There is so much going through my mind right now - so this will probably be a long entry as I try to sort it all out.
First off, I got a job offer for the mother/baby unit. I still have a few questions to ask, but essentially, the job is mine if I want it. And I do want it. However, a part of me is afraid to leave my comfort zone - which I know is a totally natural feeling. This is an incredible opportunity & I won't pass it up. This hospital is one of the best in Florida & it's actually expanding as they will move into a brand new building in May. Compared to the three hospitals I've been employed by...this is a "real" hospital. Real in the fact that it is a huge hospital with many, many different units. It is also a Level I Trauma Center as well as a teaching hospital. So it is seems as though it is a true hospital as opposed to these small town hospitals that I'm used to. Heck, the NICU at this hospital opening in May will have more beds than my entire hospital has right now. So it definitely is the place to be to learn what you want about nursing.

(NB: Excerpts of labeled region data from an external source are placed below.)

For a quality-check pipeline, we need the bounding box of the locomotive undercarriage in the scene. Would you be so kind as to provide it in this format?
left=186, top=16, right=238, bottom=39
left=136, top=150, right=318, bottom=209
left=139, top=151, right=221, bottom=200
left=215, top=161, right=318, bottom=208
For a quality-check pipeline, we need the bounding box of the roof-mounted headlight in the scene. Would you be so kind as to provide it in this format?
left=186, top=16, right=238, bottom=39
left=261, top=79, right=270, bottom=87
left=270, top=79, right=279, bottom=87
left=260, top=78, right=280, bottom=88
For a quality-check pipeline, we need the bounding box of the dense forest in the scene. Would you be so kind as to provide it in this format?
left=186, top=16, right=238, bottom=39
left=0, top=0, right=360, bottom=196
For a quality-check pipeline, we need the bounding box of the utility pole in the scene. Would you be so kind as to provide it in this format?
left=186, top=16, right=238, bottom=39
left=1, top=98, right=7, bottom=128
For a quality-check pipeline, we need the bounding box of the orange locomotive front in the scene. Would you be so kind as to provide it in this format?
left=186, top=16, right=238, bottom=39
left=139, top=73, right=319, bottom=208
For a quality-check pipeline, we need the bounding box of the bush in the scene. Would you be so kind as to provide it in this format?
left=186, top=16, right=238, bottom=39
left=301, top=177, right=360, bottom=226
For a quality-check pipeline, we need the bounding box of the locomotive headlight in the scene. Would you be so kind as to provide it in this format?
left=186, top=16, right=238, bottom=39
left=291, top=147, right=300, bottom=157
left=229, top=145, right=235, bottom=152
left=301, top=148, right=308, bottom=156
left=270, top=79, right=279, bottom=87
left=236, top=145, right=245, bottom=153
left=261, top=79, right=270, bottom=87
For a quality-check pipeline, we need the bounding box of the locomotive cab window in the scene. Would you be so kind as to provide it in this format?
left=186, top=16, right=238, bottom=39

I'm not crazy about the drive...it's about 30 minutes which is fine...but there can be a lot of traffic & who knows how long it would take to get to work if there's an accident on the way. I'm also questioning being on the mother/baby unit. What do I know about any of that? Nothing really...which is ok. I learn quickly. It will just be an adjustment & hopefully the nursing staff is nicer than the last hospital I was at. The pay is decent, the benefits are good & the differentials are excellent. So I am pretty sure I will at least sign on part-time to start. I have to make sure I like it before I commit to full-time. If I do end up really liking it, then I'll also think about moving closer. There would be no reason for me to remain in this town that I'm in now - I have no ties here.
I plan to keep the job I currently have in PCU also. I am attempting to go per diem, but you have to literally become a stalker in order to get the manager's attention. She won't return emails or phone calls. At the same time though, I don't mind staying at the commitment level I'm at right now. I only have to work 2 days a month to remain on staff. It allows me the flexibility to try other things out while still having something secure to fall back on. Plus they are shortstaffed, so it's quite easy to pick up shifts if I want to. In fact, they already called on Friday asking if I'd work tomorrow night. The drawback is that they are no longer offering bonuses/incentives to pick up shifts. They say the staff is getting too greedy. What a joke. They are the ones that need our help desperately or else they end up paying an agency nurse twice as much as what they would pay a staff nurse...but we're the greedy ones. Whatever!
On top of all that, I also got a call from a nursing agency I am interested in. The only thing I don't like is the numerous amount of paperwork that they want copies of. I am not a fan of paperwork! The incentive though is that they pay nearly $500 per shift. Who could pass that up? The only drawback I see is having to go to hospitals you've never been to before & not knowing anyone & pretty much having to wing it - because there is no guarantee that anyone else will show you the ropes. At the hospital I'm at now, I don't think anyone treats the agency nurses any differently. We really do have a very friendly nursing staff...which makes it hard to leave my comfort zone.
I worked 4 nights last week & I think I've been sleeping the majority of the last 40 hours that I've had off. It was a decent week...I have no complaints regarding the patients. The doctors are another story. Two of them were quite rude to me over the phone. All I was trying to do was review a patient's medications before sending her home. They both refused to review the medications with me. One of them yelled "Send her home on whatever she came in on." Nice order, huh? He said he had too many patients to remember what each of them took - even though I was willing to go over the medications listed, he refused. I wish patients could see how some of these doctors behave. Luckily, not all doctors are jerks. I have met a few that know how to act like normal human beings. Right now the staff psychologist is my favorite - if only they could be more like him.
My hospital has been filled this week...to the point of holding patients in the ER until a bed would open up on a floor. They were holding 20 patients one night. I don't know if it's the weather or what...just a lot of people have been in the ER. It has been feeling more like a nursing home than a hospital lately. I think it will be refreshing in the mother/baby unit - younger healthy patients & new life as opposed to taking care of sick elderly people in their 80's & 90's who take a zillion different medications.
So that is what is going through my mind this weekend. I'll let ya know what I decide.